This is surprisingly my first topic despite lurking for a very long time.
I find myself wanting to add tracing and some form of Application Performance Monitoring (APM) service. The complication is that we are a healthcare company and subject to regulation (the HIPAA Act) that limits what services we can use. For example NewRelic is not really an option. DataDog is a “maybe” but their pricing is a bit expensive for them to sign the contracts required for the regulation.
We already have a contract with Sentry, and use them for their originally advertised purpose of error monitoring, but they’ve “recently” added general Application Monitoring with tracing support that seems to follow the OpenTelemetry spec. The “official” sentry library for Elixir does not have support for this or the “new” way Sentry collects data, and doesn’t seem to have much movement going on there.
We also use GCP (Google Cloud) and have the contracts needed for them. They have an OpenTelemetry-based product called Cloud Trace (formerly Stackdriver?).
In both cases there aren’t really any Spandex adapters beyond what I’ve seen for DataDog, although it looks like there’s some auto-generated GCP things for Cloud Trace in their elixir-google-api library
Has anyone seen any Spandex adapters for either of these? Or suggestions for a way to get an APM-like experience? I know about prom_ex since I used to work with akoutmos, but we’re a pretty small team and I’d like to try for a paid service first before spinning up Prometheus and Grafana for this. I’m also not opposed to writing the adapters, it just becomes a harder sell, and I’m not sure yet what Spandex gives you as far as process tracking, and what I’d need to build myself.
I am currently working on incorporating GrafanaAgent into PromEx which opens the door for leveraging GrafanaCloud for example to host both Grafana and Prometheus. No need to have Prometheus poll metrics over the public internet :). GrafanaAgent pushes the Prometheus metrics via remote_write. Currently using the experimental version at my work with GrafanaCloud and it is working beautifully. Doesn’t immediately address your tracing dilemma…but it’s something hah.

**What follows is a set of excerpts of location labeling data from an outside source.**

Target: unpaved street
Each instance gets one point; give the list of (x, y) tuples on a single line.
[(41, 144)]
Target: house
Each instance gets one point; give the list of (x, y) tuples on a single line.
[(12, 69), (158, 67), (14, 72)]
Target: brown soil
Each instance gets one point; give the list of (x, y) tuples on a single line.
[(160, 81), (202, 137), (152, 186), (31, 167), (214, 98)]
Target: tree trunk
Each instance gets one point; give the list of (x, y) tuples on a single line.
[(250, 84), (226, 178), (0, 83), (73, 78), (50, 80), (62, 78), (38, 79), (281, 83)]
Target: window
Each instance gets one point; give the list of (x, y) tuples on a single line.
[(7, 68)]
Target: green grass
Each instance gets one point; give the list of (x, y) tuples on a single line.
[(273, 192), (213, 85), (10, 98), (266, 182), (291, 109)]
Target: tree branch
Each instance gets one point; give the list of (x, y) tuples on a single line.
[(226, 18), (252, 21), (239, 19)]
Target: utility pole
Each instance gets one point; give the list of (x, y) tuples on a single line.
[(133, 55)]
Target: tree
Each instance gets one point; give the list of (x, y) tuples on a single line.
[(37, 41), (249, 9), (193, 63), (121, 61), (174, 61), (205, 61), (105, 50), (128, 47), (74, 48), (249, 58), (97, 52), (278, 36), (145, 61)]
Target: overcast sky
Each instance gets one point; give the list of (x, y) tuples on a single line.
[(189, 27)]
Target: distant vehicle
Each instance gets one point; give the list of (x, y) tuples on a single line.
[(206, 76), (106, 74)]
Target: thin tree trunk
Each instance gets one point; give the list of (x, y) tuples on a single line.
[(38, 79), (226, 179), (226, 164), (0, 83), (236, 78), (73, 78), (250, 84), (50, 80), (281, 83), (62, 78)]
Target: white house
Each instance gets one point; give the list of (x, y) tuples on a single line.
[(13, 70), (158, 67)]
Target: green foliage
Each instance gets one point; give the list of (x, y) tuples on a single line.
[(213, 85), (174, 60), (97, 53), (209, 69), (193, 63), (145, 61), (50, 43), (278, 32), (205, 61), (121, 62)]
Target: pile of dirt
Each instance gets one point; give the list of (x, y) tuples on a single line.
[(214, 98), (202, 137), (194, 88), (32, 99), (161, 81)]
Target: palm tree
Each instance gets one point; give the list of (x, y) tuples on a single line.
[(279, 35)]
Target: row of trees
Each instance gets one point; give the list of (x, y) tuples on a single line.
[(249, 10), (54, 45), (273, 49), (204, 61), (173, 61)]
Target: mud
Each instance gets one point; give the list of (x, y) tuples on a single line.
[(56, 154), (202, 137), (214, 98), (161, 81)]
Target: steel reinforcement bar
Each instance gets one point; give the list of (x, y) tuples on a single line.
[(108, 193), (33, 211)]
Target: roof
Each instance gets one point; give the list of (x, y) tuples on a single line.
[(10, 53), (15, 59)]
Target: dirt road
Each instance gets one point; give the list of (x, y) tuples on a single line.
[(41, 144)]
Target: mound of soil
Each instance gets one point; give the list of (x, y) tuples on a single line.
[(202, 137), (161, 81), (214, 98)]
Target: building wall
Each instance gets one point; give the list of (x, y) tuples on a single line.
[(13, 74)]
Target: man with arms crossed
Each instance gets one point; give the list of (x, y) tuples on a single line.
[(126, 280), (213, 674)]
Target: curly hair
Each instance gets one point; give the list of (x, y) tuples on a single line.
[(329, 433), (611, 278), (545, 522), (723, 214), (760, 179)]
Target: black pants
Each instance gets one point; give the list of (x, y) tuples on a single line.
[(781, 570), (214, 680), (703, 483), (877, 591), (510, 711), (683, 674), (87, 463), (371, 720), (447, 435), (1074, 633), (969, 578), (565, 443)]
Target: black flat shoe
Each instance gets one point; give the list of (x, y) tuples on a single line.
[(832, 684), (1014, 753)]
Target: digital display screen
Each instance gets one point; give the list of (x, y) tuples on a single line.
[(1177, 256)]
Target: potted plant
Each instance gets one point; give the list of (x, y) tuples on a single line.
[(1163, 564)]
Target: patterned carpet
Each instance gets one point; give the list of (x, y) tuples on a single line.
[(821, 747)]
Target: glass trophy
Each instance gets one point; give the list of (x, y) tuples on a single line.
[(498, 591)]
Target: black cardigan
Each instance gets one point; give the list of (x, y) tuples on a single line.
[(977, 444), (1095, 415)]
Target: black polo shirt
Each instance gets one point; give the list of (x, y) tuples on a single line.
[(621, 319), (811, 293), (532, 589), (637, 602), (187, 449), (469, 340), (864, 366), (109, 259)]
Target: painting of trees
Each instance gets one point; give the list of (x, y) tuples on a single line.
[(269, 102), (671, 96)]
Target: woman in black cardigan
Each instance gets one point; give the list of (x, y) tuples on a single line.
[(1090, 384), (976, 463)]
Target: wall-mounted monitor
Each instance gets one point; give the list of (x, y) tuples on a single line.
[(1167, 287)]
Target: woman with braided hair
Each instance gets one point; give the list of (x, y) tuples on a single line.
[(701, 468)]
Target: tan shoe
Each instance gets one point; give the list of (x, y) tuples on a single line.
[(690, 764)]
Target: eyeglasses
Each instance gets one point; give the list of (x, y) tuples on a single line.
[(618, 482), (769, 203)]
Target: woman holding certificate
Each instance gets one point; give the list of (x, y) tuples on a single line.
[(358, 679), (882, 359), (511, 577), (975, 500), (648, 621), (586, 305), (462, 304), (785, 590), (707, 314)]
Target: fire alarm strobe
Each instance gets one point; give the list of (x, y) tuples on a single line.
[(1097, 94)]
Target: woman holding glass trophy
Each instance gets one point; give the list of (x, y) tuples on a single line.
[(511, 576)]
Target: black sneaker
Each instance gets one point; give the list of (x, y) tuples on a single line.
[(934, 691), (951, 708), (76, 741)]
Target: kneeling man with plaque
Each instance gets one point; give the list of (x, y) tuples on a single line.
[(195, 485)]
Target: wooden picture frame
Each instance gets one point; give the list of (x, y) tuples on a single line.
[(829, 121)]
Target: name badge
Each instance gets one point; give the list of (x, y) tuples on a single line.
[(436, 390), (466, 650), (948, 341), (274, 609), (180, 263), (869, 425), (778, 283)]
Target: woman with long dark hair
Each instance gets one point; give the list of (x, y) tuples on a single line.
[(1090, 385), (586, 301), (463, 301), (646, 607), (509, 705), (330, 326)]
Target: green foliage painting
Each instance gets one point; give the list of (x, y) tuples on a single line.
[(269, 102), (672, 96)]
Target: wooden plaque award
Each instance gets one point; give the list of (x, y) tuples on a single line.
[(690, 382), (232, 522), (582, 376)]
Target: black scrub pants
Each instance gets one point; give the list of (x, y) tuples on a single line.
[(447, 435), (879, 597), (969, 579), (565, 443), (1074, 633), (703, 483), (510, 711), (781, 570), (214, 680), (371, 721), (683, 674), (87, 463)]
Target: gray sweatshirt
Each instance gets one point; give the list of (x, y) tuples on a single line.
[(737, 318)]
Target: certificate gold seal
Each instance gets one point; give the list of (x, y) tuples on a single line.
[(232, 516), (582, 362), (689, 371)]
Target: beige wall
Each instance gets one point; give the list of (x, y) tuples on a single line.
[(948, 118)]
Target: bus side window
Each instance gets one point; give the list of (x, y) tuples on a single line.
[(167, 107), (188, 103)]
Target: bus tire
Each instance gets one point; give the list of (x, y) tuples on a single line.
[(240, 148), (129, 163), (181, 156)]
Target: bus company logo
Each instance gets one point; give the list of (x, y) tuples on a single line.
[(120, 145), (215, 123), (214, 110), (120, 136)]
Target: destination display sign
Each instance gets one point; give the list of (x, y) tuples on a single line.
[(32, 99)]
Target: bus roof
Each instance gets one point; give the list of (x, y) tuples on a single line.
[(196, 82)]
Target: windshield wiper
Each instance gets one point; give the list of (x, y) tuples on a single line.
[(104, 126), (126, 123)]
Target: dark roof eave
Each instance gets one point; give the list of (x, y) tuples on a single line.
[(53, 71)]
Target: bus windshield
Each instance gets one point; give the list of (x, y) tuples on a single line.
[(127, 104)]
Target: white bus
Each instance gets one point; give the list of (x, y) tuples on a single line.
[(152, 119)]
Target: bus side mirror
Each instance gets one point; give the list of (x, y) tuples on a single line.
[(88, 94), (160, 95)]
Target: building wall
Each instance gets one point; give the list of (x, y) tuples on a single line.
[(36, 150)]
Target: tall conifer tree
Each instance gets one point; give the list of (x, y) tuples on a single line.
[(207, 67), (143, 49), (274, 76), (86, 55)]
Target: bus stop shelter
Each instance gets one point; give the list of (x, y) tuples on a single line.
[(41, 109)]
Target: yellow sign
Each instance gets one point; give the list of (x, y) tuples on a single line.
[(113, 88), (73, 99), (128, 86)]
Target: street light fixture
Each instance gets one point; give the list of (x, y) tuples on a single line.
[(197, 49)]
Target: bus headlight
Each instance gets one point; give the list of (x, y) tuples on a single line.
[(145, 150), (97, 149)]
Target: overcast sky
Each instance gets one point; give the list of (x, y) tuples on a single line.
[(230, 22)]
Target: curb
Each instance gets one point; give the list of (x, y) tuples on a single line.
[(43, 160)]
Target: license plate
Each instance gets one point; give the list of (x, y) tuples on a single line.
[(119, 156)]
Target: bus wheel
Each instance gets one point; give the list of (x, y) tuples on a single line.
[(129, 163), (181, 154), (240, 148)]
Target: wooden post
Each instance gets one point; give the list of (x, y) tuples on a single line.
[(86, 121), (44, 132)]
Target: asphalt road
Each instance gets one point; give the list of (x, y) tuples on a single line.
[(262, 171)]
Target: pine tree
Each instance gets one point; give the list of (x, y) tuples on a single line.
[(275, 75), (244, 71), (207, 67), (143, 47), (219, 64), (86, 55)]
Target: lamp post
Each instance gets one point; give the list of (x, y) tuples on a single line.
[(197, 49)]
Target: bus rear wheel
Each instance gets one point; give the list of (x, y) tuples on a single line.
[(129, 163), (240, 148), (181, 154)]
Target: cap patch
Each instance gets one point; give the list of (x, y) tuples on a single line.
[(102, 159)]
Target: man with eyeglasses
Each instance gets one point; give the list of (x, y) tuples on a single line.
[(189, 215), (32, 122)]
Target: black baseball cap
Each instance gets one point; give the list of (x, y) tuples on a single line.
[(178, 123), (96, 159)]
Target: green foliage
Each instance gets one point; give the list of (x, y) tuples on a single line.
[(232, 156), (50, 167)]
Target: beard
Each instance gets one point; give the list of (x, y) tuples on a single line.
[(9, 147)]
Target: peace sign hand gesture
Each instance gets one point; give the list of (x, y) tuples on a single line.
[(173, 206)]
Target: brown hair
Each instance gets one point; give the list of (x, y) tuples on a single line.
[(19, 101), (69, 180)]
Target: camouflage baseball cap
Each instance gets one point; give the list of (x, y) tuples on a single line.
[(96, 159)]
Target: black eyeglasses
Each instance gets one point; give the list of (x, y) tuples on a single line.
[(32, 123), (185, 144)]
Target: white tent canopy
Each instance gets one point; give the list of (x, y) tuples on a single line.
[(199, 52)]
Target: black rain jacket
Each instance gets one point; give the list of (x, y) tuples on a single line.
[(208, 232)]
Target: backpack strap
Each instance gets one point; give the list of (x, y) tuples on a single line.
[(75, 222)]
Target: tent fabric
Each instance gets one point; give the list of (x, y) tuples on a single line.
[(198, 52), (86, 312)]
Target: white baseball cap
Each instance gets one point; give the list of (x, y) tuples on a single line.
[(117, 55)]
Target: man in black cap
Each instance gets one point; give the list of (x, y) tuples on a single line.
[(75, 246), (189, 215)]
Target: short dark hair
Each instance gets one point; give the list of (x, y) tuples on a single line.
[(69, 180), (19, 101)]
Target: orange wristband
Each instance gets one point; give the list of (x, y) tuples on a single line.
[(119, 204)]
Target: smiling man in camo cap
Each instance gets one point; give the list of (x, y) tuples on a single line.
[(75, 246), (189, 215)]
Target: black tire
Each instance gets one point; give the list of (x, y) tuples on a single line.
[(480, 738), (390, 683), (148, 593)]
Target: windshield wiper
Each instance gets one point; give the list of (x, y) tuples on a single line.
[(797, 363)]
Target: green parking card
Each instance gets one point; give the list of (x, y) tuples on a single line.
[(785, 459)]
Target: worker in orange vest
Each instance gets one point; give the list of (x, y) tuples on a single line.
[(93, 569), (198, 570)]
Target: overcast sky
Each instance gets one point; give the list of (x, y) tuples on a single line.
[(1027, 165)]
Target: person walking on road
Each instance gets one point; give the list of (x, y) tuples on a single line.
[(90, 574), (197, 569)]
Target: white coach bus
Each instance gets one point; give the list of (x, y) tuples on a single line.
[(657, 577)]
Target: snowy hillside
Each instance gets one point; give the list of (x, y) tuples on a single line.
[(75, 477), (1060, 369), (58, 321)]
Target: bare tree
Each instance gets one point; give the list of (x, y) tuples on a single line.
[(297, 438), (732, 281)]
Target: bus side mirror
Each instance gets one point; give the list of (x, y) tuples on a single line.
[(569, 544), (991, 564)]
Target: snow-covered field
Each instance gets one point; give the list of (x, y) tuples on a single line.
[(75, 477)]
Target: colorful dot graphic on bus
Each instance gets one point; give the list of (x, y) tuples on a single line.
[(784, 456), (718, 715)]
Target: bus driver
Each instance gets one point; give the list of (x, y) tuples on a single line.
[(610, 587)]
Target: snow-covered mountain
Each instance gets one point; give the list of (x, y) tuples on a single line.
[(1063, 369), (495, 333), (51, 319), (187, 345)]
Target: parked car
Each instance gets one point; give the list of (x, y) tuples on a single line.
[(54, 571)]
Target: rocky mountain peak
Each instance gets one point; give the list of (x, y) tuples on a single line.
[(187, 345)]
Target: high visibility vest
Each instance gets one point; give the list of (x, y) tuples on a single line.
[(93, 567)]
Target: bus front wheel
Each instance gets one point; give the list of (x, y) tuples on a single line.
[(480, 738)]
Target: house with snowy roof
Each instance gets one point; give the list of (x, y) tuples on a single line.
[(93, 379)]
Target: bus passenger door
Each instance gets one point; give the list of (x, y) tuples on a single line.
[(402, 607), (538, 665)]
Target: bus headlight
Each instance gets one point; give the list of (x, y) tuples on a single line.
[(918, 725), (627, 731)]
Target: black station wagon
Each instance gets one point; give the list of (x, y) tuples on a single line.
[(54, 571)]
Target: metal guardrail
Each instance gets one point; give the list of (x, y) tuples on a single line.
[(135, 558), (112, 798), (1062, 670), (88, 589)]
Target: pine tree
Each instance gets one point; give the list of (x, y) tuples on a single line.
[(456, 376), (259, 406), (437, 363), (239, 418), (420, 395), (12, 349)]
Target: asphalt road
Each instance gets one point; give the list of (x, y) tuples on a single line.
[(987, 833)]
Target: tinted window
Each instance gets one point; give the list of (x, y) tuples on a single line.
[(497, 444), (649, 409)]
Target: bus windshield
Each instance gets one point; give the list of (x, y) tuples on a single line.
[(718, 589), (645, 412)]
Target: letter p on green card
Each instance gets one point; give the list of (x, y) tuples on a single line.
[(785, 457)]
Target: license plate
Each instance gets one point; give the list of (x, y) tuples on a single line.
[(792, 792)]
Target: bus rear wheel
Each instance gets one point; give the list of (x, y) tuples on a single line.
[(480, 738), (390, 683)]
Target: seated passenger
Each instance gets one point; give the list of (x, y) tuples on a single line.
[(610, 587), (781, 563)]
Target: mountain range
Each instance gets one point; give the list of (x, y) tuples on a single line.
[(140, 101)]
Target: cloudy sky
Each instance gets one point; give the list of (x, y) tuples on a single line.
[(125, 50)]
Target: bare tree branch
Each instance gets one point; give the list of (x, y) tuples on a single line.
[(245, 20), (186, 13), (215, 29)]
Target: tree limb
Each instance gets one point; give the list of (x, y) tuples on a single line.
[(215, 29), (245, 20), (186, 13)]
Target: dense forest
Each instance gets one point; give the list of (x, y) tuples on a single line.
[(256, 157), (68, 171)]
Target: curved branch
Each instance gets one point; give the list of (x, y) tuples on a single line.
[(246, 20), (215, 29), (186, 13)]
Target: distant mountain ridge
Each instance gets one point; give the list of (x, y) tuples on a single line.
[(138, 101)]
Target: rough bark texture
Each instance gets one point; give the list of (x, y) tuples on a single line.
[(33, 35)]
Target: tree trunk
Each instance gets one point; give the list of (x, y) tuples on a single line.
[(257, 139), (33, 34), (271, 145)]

Ok, after reading up more, I think I maybe answered my own question:
:telemetry is not built with open-telemetry in mind. It’s just a pub-sub-like setup for emitting events to handlers
Spandex looks like it is roughly close to the open-telemetry spec but is not explicitly built for it, does not consume :telemetry information, and at the moment only has an adapter for DataDog.
:opentelemetry and :opentelemetry_api are built with the open-telemetry spec in mind by that community and is in beta for tracing, but it looks like not all of the opentelemetry plugins/handlers/etc use :telemetry, only the ecto and phoenix one.
So I guess a more accurate question would be:
If I wanted to do tracing part of an APM for Google Cloud or Sentry, which both supposedly support OpenTelemetry, does it seem like Spandex or opentelemetry would be the right way to go?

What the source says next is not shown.